Mail from colleges all over the country waits for me on the table by the front door. A new pair of shoes sits next to them, the result of a sale that Debbie couldn’t pass up. Fried chicken crackles in a frying pan in the kitchen—my favorite dinner—one my mother is trying to painstakingly recreate since Debbie’s visiting her own kids today.
Everything is just horrifically normal.
I always feel wistful and guilty when the family goes all out for me like this. It’s not uncommon for me to feel antsy to get out of here, but tonight seems worse than normal. I don’t discount the weird week I’ve had to be part of the reason.
“Gwen, Gwen.” Michaela taps my arm to get my attention. “After dinner, you should come see my new bedspread, okay?”
I raise an eyebrow at my younger sister. “A new bedspread, huh?”

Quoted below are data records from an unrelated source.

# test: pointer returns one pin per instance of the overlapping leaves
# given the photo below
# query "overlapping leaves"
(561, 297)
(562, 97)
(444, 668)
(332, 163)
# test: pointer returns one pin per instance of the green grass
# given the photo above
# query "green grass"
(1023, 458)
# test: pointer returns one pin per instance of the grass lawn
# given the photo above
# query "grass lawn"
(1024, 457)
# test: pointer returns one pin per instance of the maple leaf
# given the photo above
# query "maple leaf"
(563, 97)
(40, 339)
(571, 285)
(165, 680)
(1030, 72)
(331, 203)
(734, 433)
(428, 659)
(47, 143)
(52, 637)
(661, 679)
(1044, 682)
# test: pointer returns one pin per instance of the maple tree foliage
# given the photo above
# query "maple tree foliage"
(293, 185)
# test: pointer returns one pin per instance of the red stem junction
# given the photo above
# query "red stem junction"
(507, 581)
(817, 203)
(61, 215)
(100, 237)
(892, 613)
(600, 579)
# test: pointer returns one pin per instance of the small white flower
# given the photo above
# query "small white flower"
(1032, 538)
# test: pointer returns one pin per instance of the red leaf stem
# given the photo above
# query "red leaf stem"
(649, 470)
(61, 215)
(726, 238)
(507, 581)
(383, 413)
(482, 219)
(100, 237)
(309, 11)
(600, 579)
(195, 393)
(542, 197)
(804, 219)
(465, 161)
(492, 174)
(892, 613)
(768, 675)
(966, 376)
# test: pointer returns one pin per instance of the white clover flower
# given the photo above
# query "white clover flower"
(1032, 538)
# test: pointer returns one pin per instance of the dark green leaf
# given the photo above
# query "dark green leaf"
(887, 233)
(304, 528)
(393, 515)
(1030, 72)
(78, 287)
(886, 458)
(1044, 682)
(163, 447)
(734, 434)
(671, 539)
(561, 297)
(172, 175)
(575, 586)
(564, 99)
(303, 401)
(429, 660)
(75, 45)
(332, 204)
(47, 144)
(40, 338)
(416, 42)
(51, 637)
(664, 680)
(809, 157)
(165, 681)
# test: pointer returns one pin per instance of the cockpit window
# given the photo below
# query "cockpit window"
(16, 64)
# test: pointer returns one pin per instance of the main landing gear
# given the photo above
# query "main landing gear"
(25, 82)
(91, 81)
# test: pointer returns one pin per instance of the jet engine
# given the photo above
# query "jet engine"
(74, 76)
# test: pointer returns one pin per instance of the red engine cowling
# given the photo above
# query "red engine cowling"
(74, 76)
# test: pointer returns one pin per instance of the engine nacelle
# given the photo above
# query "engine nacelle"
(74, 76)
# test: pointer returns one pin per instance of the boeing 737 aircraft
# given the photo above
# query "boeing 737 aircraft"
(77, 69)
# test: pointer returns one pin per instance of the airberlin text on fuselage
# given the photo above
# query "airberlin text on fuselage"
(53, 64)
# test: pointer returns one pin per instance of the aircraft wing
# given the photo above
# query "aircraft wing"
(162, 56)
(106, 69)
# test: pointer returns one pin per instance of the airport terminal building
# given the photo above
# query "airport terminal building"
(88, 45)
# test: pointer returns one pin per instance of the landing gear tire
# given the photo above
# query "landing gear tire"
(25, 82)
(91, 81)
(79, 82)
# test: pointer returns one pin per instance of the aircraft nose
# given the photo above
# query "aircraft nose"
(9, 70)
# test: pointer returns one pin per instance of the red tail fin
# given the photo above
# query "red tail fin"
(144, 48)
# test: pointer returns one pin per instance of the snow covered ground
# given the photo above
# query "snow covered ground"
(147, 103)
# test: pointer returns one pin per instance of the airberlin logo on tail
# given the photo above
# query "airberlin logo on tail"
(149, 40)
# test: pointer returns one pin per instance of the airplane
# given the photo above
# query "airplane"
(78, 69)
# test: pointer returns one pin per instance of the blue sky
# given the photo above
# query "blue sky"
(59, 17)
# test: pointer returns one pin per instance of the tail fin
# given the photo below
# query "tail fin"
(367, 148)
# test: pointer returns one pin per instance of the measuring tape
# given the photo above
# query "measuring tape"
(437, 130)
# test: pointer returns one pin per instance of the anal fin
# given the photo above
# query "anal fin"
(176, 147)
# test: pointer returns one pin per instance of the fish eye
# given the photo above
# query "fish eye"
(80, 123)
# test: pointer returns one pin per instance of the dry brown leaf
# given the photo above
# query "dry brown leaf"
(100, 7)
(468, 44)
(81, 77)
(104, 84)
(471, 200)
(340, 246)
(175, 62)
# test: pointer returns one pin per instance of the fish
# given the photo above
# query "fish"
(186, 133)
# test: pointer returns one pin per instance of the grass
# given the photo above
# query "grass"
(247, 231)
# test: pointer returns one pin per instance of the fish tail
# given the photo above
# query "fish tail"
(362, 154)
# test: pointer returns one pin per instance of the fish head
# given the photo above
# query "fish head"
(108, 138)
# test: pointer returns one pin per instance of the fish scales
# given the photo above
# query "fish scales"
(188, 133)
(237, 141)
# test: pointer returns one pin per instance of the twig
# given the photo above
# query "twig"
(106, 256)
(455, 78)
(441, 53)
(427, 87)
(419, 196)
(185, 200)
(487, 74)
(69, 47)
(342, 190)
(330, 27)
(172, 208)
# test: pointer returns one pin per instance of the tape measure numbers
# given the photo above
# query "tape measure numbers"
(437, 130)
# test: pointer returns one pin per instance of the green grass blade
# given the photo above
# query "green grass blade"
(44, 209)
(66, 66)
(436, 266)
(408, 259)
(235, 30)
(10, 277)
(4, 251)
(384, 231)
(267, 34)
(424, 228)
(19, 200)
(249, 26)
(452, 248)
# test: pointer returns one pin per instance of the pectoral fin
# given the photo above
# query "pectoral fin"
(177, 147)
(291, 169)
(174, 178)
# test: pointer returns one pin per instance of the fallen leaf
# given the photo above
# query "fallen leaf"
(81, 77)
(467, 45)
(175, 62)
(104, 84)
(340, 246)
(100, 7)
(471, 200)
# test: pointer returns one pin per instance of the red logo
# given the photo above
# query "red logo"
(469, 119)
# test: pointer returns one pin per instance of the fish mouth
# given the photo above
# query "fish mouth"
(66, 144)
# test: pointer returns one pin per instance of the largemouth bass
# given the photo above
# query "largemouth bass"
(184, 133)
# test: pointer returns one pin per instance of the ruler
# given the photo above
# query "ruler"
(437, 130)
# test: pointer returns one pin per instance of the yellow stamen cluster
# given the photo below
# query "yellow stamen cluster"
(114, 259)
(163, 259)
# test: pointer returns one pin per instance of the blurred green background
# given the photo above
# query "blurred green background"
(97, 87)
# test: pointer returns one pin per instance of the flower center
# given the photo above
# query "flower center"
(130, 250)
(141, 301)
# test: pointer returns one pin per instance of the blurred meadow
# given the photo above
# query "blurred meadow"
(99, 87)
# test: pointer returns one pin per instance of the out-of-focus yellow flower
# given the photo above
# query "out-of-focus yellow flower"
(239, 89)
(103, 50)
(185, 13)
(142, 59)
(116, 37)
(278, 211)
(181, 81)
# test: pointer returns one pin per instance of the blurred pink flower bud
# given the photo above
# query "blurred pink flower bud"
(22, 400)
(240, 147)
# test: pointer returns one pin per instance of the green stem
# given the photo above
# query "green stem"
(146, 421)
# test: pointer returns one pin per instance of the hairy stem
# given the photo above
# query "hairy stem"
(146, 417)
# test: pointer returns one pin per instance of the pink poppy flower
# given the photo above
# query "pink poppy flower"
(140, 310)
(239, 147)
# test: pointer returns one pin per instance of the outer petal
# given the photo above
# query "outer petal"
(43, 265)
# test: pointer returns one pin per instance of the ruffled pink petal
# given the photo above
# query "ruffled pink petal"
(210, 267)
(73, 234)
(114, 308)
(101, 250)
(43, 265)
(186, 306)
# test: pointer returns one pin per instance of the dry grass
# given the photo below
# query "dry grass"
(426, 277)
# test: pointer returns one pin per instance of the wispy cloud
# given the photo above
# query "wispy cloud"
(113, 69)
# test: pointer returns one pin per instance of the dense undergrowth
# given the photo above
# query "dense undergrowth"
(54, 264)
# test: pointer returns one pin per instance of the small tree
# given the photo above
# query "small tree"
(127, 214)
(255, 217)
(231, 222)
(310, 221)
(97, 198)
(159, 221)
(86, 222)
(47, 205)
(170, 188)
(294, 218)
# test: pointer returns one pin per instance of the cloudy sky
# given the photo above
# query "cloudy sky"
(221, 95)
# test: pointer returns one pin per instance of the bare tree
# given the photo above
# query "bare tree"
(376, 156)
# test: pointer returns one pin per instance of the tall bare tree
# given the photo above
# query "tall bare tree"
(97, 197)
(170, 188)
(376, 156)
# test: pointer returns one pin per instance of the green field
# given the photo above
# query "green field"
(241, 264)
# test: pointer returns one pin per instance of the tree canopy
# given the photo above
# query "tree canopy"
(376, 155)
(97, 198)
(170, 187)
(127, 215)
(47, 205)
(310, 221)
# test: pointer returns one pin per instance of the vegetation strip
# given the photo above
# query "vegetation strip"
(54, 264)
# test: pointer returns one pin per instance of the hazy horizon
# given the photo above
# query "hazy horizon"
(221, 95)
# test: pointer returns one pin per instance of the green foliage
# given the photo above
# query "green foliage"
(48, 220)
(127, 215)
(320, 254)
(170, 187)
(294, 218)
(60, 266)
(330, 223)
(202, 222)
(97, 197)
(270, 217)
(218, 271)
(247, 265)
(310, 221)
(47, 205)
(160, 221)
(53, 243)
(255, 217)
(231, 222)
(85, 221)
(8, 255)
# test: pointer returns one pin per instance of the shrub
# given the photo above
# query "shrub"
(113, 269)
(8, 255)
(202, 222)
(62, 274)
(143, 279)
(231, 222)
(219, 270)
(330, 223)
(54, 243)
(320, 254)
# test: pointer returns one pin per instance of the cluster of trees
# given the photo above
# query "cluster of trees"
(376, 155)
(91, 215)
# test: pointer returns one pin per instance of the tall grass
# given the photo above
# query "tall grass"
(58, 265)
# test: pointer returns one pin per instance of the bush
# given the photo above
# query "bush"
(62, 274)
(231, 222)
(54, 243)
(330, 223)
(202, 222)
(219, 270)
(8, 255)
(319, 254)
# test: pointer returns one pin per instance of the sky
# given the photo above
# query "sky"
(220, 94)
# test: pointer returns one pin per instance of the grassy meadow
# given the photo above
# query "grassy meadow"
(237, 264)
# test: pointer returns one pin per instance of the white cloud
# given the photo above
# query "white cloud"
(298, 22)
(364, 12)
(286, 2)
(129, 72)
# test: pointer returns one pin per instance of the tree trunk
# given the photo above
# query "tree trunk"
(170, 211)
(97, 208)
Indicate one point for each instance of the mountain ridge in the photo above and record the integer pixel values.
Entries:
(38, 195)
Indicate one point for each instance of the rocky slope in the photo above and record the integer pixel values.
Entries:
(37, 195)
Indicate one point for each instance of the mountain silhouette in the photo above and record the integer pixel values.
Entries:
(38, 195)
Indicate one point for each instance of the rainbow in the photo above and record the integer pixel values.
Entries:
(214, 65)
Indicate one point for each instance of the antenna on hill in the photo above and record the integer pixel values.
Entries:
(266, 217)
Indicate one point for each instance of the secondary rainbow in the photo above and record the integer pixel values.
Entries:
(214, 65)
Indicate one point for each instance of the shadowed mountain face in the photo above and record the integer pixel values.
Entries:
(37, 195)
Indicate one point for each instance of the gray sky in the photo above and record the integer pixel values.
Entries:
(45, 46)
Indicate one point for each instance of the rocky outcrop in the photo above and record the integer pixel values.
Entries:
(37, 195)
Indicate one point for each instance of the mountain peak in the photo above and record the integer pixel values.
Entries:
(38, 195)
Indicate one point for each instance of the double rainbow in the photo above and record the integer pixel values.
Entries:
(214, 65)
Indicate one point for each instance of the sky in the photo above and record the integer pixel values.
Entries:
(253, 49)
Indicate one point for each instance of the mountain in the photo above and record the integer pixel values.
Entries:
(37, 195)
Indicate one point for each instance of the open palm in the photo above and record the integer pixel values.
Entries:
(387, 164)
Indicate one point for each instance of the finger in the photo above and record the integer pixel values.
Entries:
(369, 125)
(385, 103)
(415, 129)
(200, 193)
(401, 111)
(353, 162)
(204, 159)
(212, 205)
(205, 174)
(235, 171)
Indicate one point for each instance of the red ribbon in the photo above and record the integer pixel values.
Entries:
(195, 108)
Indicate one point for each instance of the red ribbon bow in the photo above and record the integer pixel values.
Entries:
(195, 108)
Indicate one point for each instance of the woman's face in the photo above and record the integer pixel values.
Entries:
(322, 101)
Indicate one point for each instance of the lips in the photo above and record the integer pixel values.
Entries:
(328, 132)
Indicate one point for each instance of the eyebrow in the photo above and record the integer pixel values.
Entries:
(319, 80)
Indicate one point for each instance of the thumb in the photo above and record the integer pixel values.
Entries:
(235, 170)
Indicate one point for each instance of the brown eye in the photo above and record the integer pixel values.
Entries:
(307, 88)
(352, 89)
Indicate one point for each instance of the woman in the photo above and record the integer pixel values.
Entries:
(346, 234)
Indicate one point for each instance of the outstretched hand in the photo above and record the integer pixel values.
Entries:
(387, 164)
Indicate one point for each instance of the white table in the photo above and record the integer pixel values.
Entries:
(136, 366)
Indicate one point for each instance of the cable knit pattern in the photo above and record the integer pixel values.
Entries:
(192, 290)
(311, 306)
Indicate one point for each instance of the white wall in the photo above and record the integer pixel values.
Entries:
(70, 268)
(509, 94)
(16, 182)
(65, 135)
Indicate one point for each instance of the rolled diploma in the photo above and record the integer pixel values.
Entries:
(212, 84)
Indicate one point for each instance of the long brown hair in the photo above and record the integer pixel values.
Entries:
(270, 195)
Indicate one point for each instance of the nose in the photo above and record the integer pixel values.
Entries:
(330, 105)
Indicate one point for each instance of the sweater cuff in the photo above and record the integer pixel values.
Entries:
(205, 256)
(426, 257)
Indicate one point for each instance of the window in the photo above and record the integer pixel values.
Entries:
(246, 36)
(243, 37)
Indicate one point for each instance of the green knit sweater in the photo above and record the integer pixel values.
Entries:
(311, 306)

“Yep.” She gives me a sly grin. “It’s purple with white checks. Mama let me pick it out.”
For a moment, I’m achingly grateful that Michaela’s whole ‘reverse psychology’ schtick is so artless and obvious. The second she’s refined it into something effective, we’re all doomed.
I meet her cunning smile with my own. “Can’t wait.”
What Michaela doesn’t get is that I’m already planning to leave for college next year. That room is already as good as hers.
“We’re home,” Dad calls from the entry by the garage. Micha walks in first, dance bag over his shoulder, the sparkly cape tied around his neck fluttering in his wake.